Surface Anatomy of the Knee and Foot
Foot and leg problems send a lot of people to medical professionals. Although a surface examination doesn’t tell the whole story, understanding the anatomy of the leg and foot will help you assess problems you patients might be facing.
The knee is easy to find right between the leg and the thigh. You can visualize the popliteal fossa on the posterior aspect of the knee — it’s a diamond-shaped area right over the part where the knee bends.
The popliteal artery can be palpated for a pulse, but it isn’t always easy to find unless the patient is lying prone with the knee bent. Press your fingers deeply into the popliteal fossa to feel the pulse.
Using the following clues, the bones are easy to find:
The condyles of the femur and tibia give the knee its shape, and they’re easy to palpate on either side of the knee; they’re the largest bony prominences on either side of the knee above the articulation.
The head of the fibula is located just inferior to the lateral condyles. It’s the bony prominence on the lateral side, just inferior to the knee articulation.
The patella is anterior to the knee joint and may be located by sight or palpation. It’s the bony kneecap located anterior to the knee joint.
The leg gets its shape primarily from the superficial posterior muscles that form the calf. They may be visible under the skin, along with superficial veins.
The foot and ankle
The foot and ankle have very little fat, so spotting both the medial malleolus and the lateral malleolus is fairly easy; the medial malleolus is the big bump on the medial side of the ankle and the lateral malleolus is the big bump on the lateral side of the ankle. The foot and ankle have little to no hair. The toes are each topped off with a toenail.
You can palpate (medically examine by touch) the following bones in the foot:
The head of the talus can be palpated just below the lateral malleolus when the foot is inverted (press your fingers into the flesh just distal to the malleolus while the sole of the foot is turned inward) or below the medial mallelous when the foot is everted (press into the flesh distal to the medial malleolus with the sole of the foot outward).
The medial tubercle of the calcaneus can be palpated by grasping the heel and pressing your thumb into the flesh on the medial plantar surface of the heel. You may not feel much unless the patient has a heel spur (bony overgrowth).
The tuberosity of the fifth metatarsal is palpable on the lateral side of the foot. It’s the most prominent bump on the lateral side of the foot, about halfway between the heel and toes.
The head of the first metatarsal forms a prominent bump on the medial portion of the foot — just at the base of the big toe. It may be inflamed and tender if the patient has a bunion.
The tendons of the extensor digitorum longus are usually visible (or at least palpable) where they run along the tops of the metatarsals. Just look for the tendons as they run along the dorsum of the foot from the toes to the ankle.
The great saphenous vein may be visible in a thin person, running just in front of the medial malleolus. The dorsal pedal artery may be palpated on the top of the dorsum of the foot. It can be found at the most prominent part of the dorsum, immediately lateral to the tendon of the extensor hallucis longus.
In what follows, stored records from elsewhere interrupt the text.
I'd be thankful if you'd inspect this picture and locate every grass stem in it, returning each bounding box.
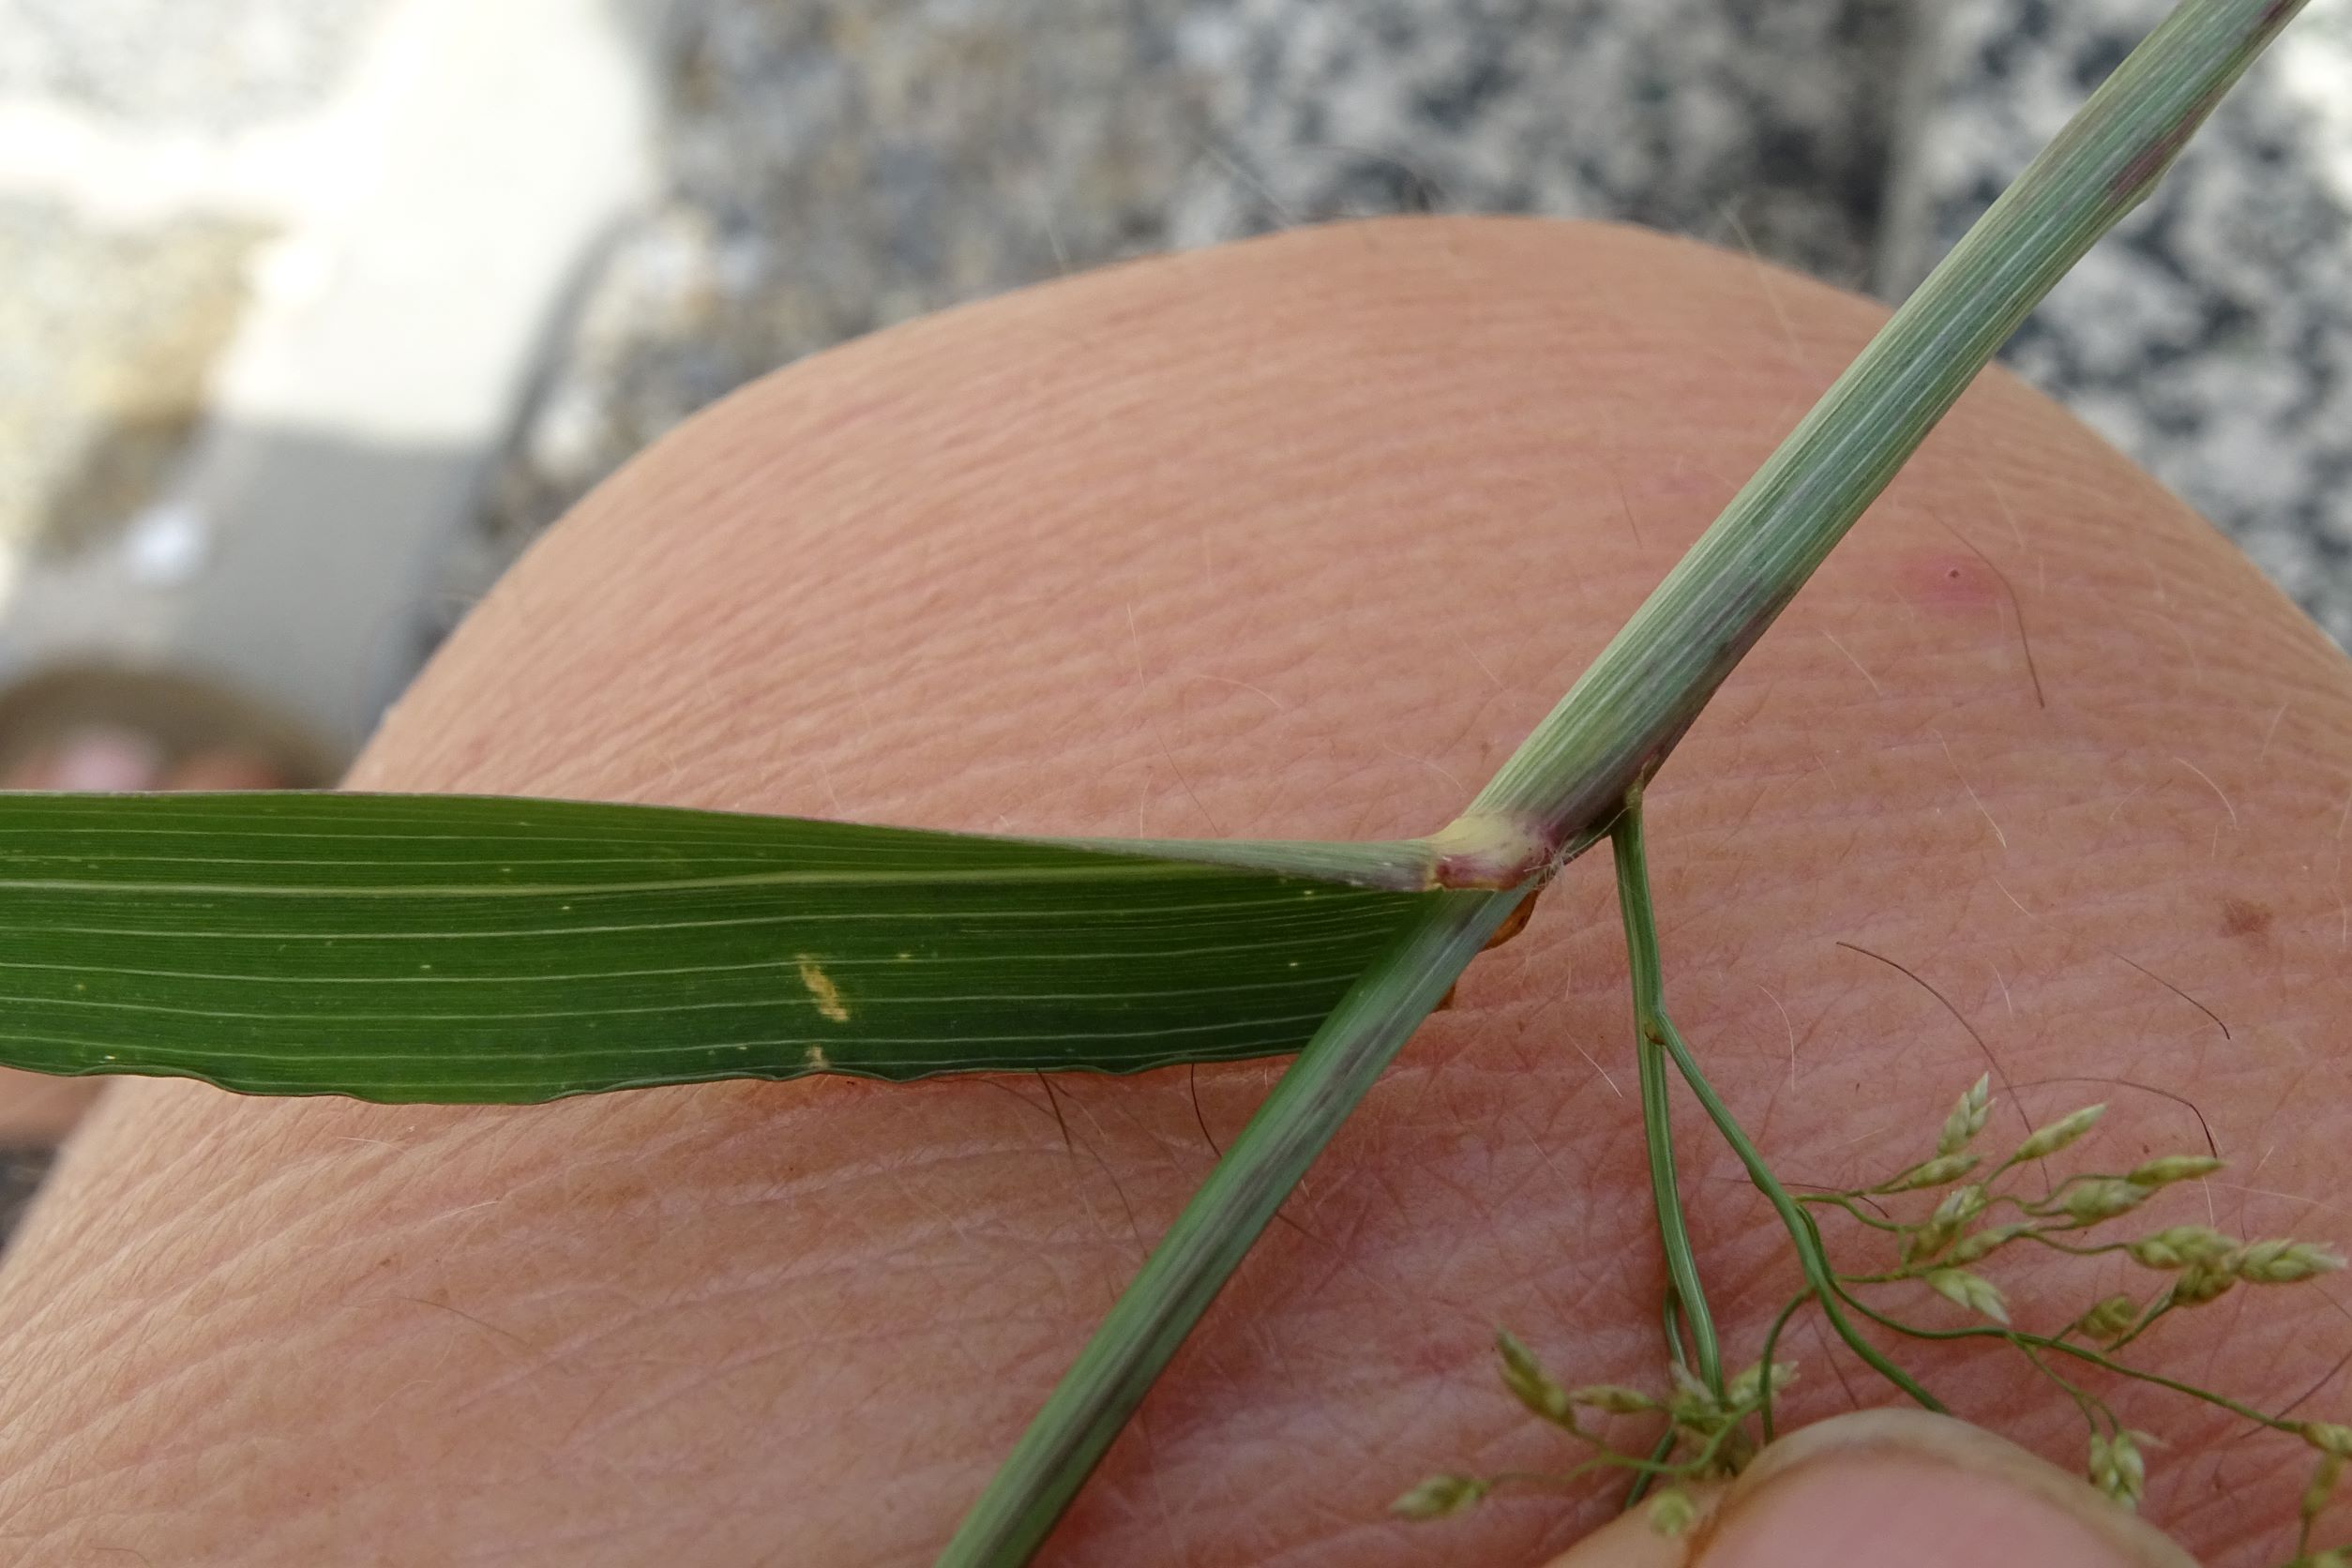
[935,890,1526,1567]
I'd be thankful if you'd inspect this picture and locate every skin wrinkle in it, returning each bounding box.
[0,219,2340,1563]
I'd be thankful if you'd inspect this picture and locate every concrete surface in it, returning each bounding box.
[0,0,663,756]
[0,0,376,130]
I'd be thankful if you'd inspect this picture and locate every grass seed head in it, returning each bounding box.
[1934,1184,1990,1227]
[2076,1293,2139,1342]
[1392,1474,1488,1520]
[1938,1075,1994,1157]
[1647,1488,1699,1538]
[2054,1177,2152,1227]
[1495,1330,1572,1424]
[2088,1429,2148,1509]
[2011,1104,2105,1164]
[1926,1266,2011,1324]
[2127,1225,2238,1270]
[1905,1184,1992,1263]
[2124,1154,2224,1187]
[1884,1153,1979,1193]
[2305,1452,2346,1525]
[2229,1240,2346,1285]
[2171,1260,2237,1306]
[1569,1384,1659,1416]
[2302,1423,2352,1460]
[1726,1359,1798,1409]
[1948,1222,2036,1265]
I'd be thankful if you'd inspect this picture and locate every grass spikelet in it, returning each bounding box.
[1938,1075,1994,1157]
[1926,1266,2012,1324]
[2009,1104,2105,1166]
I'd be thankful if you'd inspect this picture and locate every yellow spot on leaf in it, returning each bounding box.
[804,1044,829,1069]
[796,955,851,1023]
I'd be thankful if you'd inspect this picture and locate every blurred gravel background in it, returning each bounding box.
[0,0,374,128]
[2,0,2348,746]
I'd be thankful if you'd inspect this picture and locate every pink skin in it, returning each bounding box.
[0,219,2344,1565]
You may see a couple of different deformities affecting the feet:
A hammer toe is a deformity of a toe, usually the second one. The toe becomes stuck in a claw-like position as the interphalangeal joints are constantly flexed. It may be congenital but is usually due to wearing shoes that are too short. Hammer toes can be painful, especially when a corn forms on the top of the toe or a callus forms on the sole of the foot, just under the metatarsal. Hammer toes may be treated by choosing roomier footwear, using shoe inserts to cushion the toe, taking pain relievers, using corticosteroid injections, or undergoing surgery.
A bunion is a deformity of the first metatarsophalangeal joint. The bone becomes enlarged and forms a protuberance and may cause the big toe to become misaligned so that the big toe moves outward. The cause of bunions isn’t clear, but they’re more common in women. Bunions may cause no symptoms or they may be accompanied by redness, swelling, and pain. Bunions can be treated with rest, wider shoes, special exercises, and nonsteroidal anti-inflammatory medications.